Tal vez con sabia certeza lo ha dicho Machado (don Antonio): “Hojas del árbol caídas juguetes del viento son”.
Ese es el contenido de la croniquilla de ahora mismo.
Estuvo en los recovecos venezolanos Diego Armando Maradona Franco ‘El Pelusa’. Antaño ídolo del balompié y en la actualidad artefacto tronchado, enfermo y cada vez con menos luces en el intelecto.
De lo que ha sido en el césped ya no queda nada, tal vez anécdotas marchitas.
Maradona Franco es actualmente una especie de cromo caduco, un ser que ha dilapidado su vida una y más veces. Nunca asimiló el triunfo, se embelesó con las lisonjas, dejándose arrastrar sin cortapisas en el mejunje de los vapores alucinógenos.
Fue llevado a Cuba con el deseo de aliviarle sus desarreglos. Fidel Castro Ruz lo usó, igual que las autoridades políticas y deportivas de Argentina, pero nunca se le curó; le dejaron hacer en la isla lo que bien le apetecía. Se pasaba noches completas en las discotecas de La Habana o en bacanales privadas, siendo arrebatado de esos tugurios al alba como un saco de desperdicios y depositado en un psiquiátrico varias de semanas.
Uno siente lástima. En el fútbol fue uno de esos genios que la propia naturaleza moldea a su semejanza, es decir con truenos, relámpagos y algún que otro remanso de armonía. Los que le han visto jugar con esa habilidad innata para producir goles, lo siguen idolatrando.
El Pibe en el campo, con un balón entre sus piernas arqueadas, era algo sobrenatural; después, en el labrantío humano, barro mal cocido. Y es que los fetiches suelen volverse seres caprichosos, y aún estado además bañados en multitudes, se hallan solos en su interior.

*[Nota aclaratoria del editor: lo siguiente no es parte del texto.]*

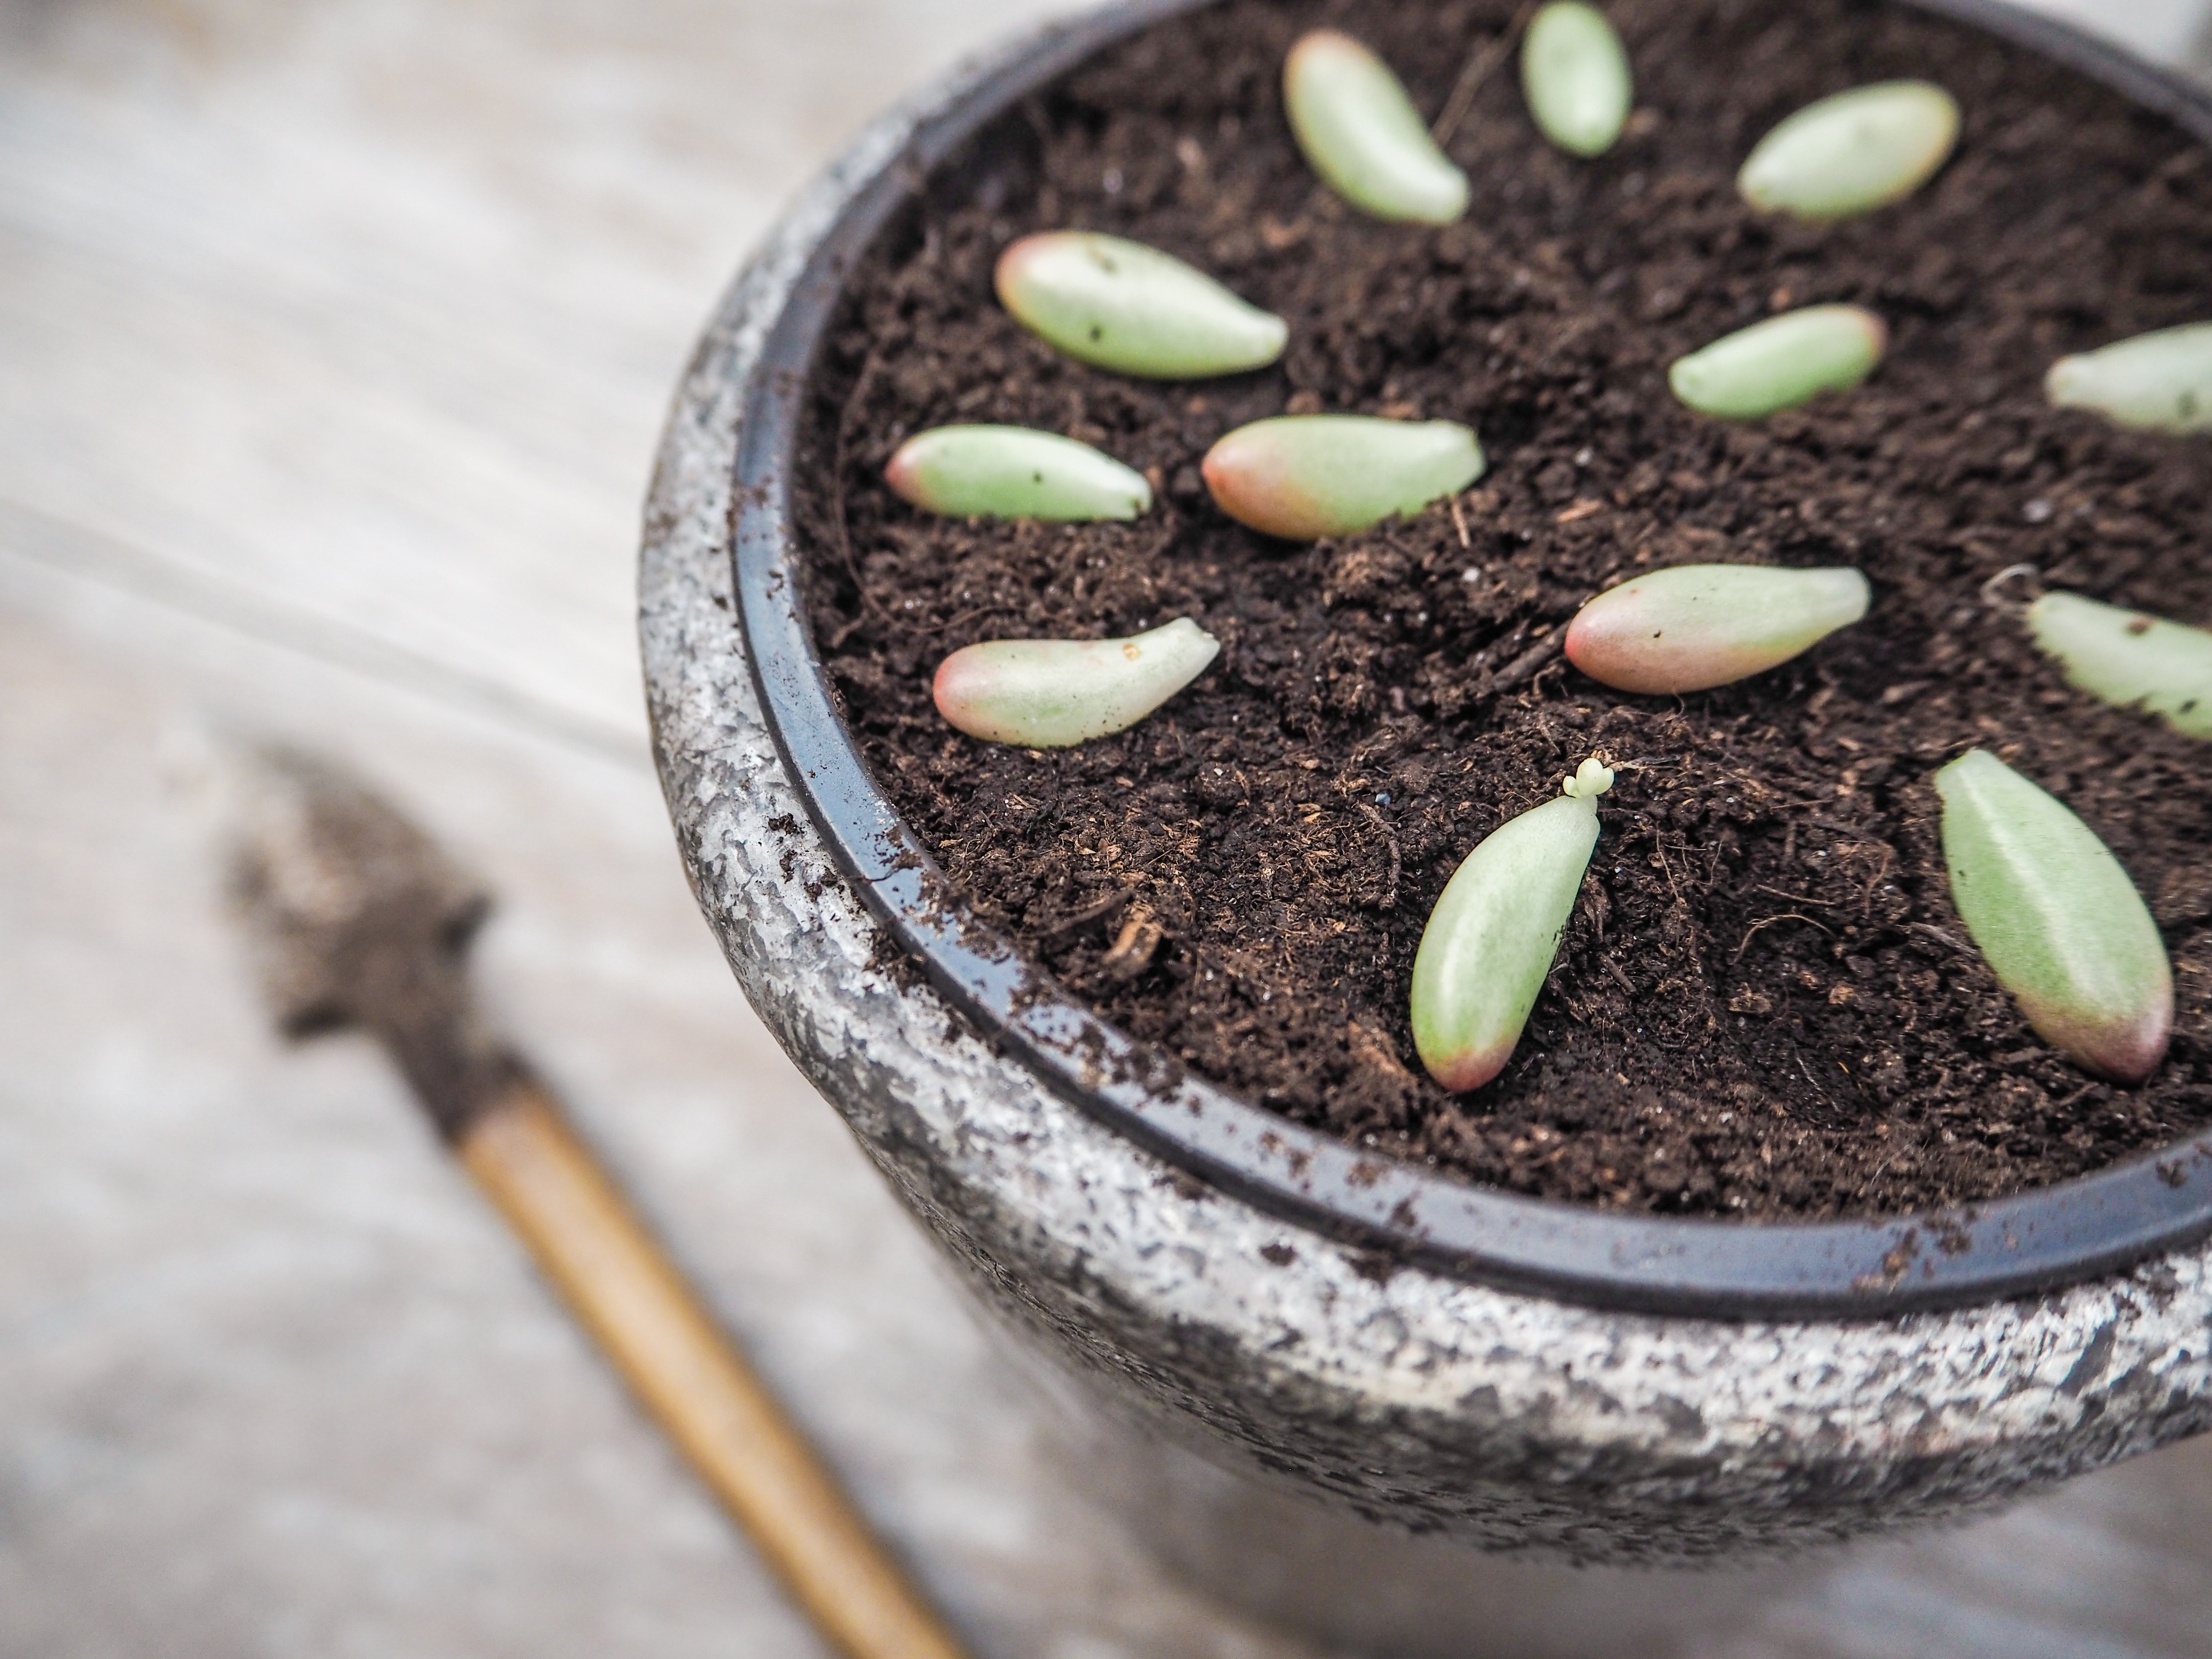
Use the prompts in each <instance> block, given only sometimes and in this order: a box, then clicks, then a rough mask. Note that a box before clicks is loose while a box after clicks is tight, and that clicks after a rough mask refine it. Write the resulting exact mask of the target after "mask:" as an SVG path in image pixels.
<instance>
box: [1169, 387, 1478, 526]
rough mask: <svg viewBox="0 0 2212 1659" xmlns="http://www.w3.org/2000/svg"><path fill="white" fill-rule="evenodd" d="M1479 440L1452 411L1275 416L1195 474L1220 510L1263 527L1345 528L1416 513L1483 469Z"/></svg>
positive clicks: (1475, 479) (1218, 443)
mask: <svg viewBox="0 0 2212 1659" xmlns="http://www.w3.org/2000/svg"><path fill="white" fill-rule="evenodd" d="M1482 467H1484V460H1482V445H1480V442H1475V434H1473V431H1471V429H1469V427H1462V425H1458V422H1453V420H1378V418H1374V416H1276V418H1272V420H1254V422H1252V425H1248V427H1237V431H1232V434H1228V436H1225V438H1221V440H1219V442H1217V445H1214V447H1212V449H1208V451H1206V460H1203V465H1201V469H1199V471H1201V473H1203V476H1206V487H1208V489H1210V491H1212V495H1214V502H1217V504H1219V507H1221V511H1223V513H1228V515H1230V518H1234V520H1237V522H1241V524H1250V526H1252V529H1256V531H1261V533H1265V535H1281V538H1283V540H1290V542H1312V540H1316V538H1323V535H1352V533H1356V531H1365V529H1369V526H1371V524H1380V522H1383V520H1385V518H1389V515H1391V513H1418V511H1420V509H1422V507H1427V504H1429V502H1433V500H1440V498H1444V495H1455V493H1458V491H1462V489H1467V487H1469V484H1471V482H1475V480H1478V478H1482Z"/></svg>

Son hojas resbalosas del frondoso árbol de la vida.
“Diego era una pelota” y lo que parece un requiebro, es simplemente el reflejo de su composición como hombre. ‘El Pelusa’ debería haber tenido un balón en sus ojos y un cerebro que le ayudara a distinguir entre lo conveniente y lo incorrecto.

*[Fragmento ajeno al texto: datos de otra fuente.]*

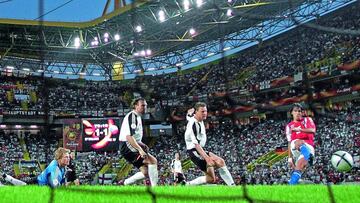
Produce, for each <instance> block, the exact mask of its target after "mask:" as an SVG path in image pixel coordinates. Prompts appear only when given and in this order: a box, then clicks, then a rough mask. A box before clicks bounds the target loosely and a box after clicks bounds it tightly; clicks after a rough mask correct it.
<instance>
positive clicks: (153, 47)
mask: <svg viewBox="0 0 360 203" xmlns="http://www.w3.org/2000/svg"><path fill="white" fill-rule="evenodd" d="M109 1H110V0H108V2H109ZM185 1H186V2H187V3H188V8H185V7H184V0H158V1H141V2H140V1H139V2H138V1H137V2H134V3H132V4H131V5H123V6H122V7H121V8H118V9H115V10H114V11H113V12H111V13H109V14H106V15H105V14H104V15H103V16H102V17H100V18H97V19H95V20H93V21H89V22H80V23H70V22H46V21H42V20H41V19H40V20H36V21H35V20H33V21H30V20H13V19H0V56H1V57H0V69H1V70H0V71H9V70H8V69H9V67H11V69H12V70H11V71H22V72H29V73H30V74H40V75H42V74H43V75H48V76H49V75H52V74H55V75H56V74H58V75H61V74H63V75H69V76H70V75H73V76H75V75H77V76H79V75H83V76H84V77H89V76H97V77H99V78H102V79H112V78H113V76H115V75H116V74H119V75H122V74H124V75H126V74H133V73H137V72H145V73H150V72H154V71H155V72H156V71H164V70H170V69H178V68H186V67H193V66H196V65H200V64H203V63H207V62H210V61H213V60H216V59H219V58H221V57H224V56H227V55H230V54H233V53H236V52H238V51H240V50H241V49H242V48H244V47H246V46H251V45H254V44H257V43H260V42H262V41H264V40H266V39H268V38H270V37H271V36H274V35H277V34H280V33H282V32H284V31H286V30H288V29H291V28H292V27H295V26H296V25H297V24H299V23H304V22H307V21H310V20H312V19H315V18H317V17H319V16H321V15H323V14H325V13H328V12H331V11H333V10H336V9H337V8H340V7H342V6H344V5H347V4H351V3H353V2H356V0H265V1H262V0H228V1H226V0H210V1H209V0H203V1H200V0H198V1H195V0H185ZM199 2H200V4H201V5H200V4H199V5H197V3H199ZM107 6H108V4H107V5H106V8H105V9H104V13H105V12H106V9H107ZM198 6H199V7H198ZM160 10H161V11H162V13H161V15H162V18H160V16H159V15H160V13H159V11H160ZM138 26H141V27H138ZM191 28H193V29H194V30H192V31H190V29H191ZM114 64H121V66H122V69H121V71H120V72H119V70H114Z"/></svg>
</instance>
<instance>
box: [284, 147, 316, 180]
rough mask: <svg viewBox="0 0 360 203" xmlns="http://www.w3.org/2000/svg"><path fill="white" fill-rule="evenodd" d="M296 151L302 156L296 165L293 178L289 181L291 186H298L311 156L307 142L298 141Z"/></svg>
mask: <svg viewBox="0 0 360 203" xmlns="http://www.w3.org/2000/svg"><path fill="white" fill-rule="evenodd" d="M295 149H297V150H299V151H300V153H301V155H300V158H299V160H298V161H297V163H296V166H295V170H294V171H293V172H292V174H291V178H290V181H289V184H290V185H296V184H298V183H299V180H300V178H301V175H302V171H303V170H304V169H305V167H306V166H307V164H308V161H309V159H310V156H311V153H310V149H309V148H308V147H307V146H306V142H305V141H304V140H296V141H295Z"/></svg>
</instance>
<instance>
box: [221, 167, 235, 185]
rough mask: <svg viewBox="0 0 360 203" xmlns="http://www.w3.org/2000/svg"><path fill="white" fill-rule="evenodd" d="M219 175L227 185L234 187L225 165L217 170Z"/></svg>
mask: <svg viewBox="0 0 360 203" xmlns="http://www.w3.org/2000/svg"><path fill="white" fill-rule="evenodd" d="M219 174H220V176H221V178H222V179H223V180H224V181H225V183H226V184H227V185H235V183H234V180H233V179H232V176H231V174H230V172H229V170H228V169H227V167H226V165H225V166H223V167H221V168H219Z"/></svg>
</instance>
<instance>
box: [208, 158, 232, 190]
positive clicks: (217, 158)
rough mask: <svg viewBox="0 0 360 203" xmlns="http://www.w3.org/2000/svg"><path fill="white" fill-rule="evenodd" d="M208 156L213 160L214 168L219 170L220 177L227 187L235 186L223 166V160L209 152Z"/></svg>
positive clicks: (229, 174)
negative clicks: (227, 185)
mask: <svg viewBox="0 0 360 203" xmlns="http://www.w3.org/2000/svg"><path fill="white" fill-rule="evenodd" d="M209 156H210V157H211V158H212V159H213V160H214V162H215V166H216V168H219V174H220V177H221V178H222V179H223V180H224V181H225V183H226V184H227V185H235V182H234V180H233V178H232V176H231V173H230V171H229V169H228V168H227V166H226V164H225V161H224V159H222V158H220V157H219V156H217V155H215V154H214V153H212V152H209Z"/></svg>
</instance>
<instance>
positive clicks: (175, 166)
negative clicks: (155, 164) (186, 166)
mask: <svg viewBox="0 0 360 203" xmlns="http://www.w3.org/2000/svg"><path fill="white" fill-rule="evenodd" d="M171 168H172V169H173V170H174V172H176V173H183V172H182V166H181V161H180V160H176V159H173V160H172V161H171Z"/></svg>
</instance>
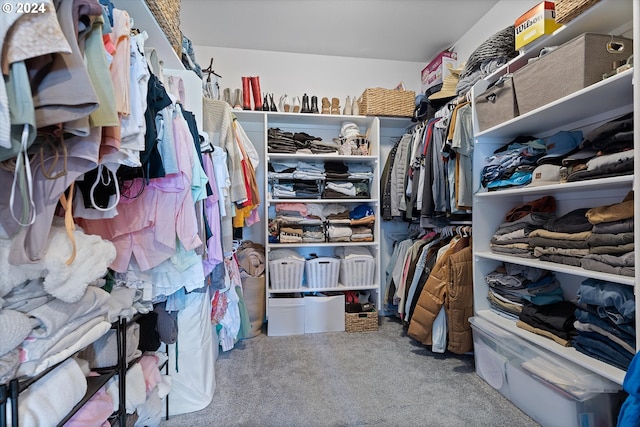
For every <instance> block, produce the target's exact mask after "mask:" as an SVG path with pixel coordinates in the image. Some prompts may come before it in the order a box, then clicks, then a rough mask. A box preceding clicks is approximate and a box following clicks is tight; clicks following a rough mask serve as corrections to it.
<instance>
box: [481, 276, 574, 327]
mask: <svg viewBox="0 0 640 427" xmlns="http://www.w3.org/2000/svg"><path fill="white" fill-rule="evenodd" d="M485 281H486V282H487V284H488V285H489V292H488V294H487V298H488V299H489V302H490V304H491V308H492V310H494V311H495V312H496V313H498V314H500V315H503V316H504V317H507V318H511V319H513V320H516V319H517V318H518V316H519V315H520V313H521V312H522V310H523V306H524V305H525V304H527V303H531V304H533V305H536V306H543V305H548V304H553V303H557V302H559V301H562V289H561V288H560V284H559V283H558V281H557V280H556V278H555V276H554V275H553V274H552V273H551V272H549V271H547V270H542V269H540V268H535V267H527V266H523V265H518V264H512V263H504V265H502V266H499V267H498V268H496V269H495V270H494V271H492V272H491V273H489V274H487V275H486V276H485Z"/></svg>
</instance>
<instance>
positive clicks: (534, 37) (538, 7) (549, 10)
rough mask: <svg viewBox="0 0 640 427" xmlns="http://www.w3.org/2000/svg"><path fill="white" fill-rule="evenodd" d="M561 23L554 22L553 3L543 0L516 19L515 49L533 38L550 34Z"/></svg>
mask: <svg viewBox="0 0 640 427" xmlns="http://www.w3.org/2000/svg"><path fill="white" fill-rule="evenodd" d="M561 26H562V25H560V24H558V23H556V15H555V5H554V3H553V2H550V1H544V2H542V3H539V4H537V5H536V6H534V7H532V8H531V9H529V10H528V11H527V12H526V13H524V14H523V15H522V16H520V17H519V18H518V19H516V22H515V31H516V50H519V49H521V48H522V47H523V46H526V45H527V44H529V43H531V42H532V41H534V40H535V39H537V38H539V37H541V36H543V35H545V34H551V33H553V32H554V31H555V30H557V29H558V28H560V27H561Z"/></svg>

El muchacho nacido en los arrabales de Río de La Plata y que llegó a conseguir para Argentina en 1986 una Copa del Mundo, fue un meteorito en lo que a buen fútbol se refiere.
Su mal no ha sido otro que el no saber confrontar y nivelar la idolatría que sentían hacia él los fanáticos. Tuvo que padecer muchas desilusiones. Estaba construido para jugar al fútbol, pero ante la vida era manejable como solitario junco.
Lo hemos escuchado hablar –hacer muecas– en la televisión. Daba pena. Dolor hondo. Era un endeble junco quebradizo.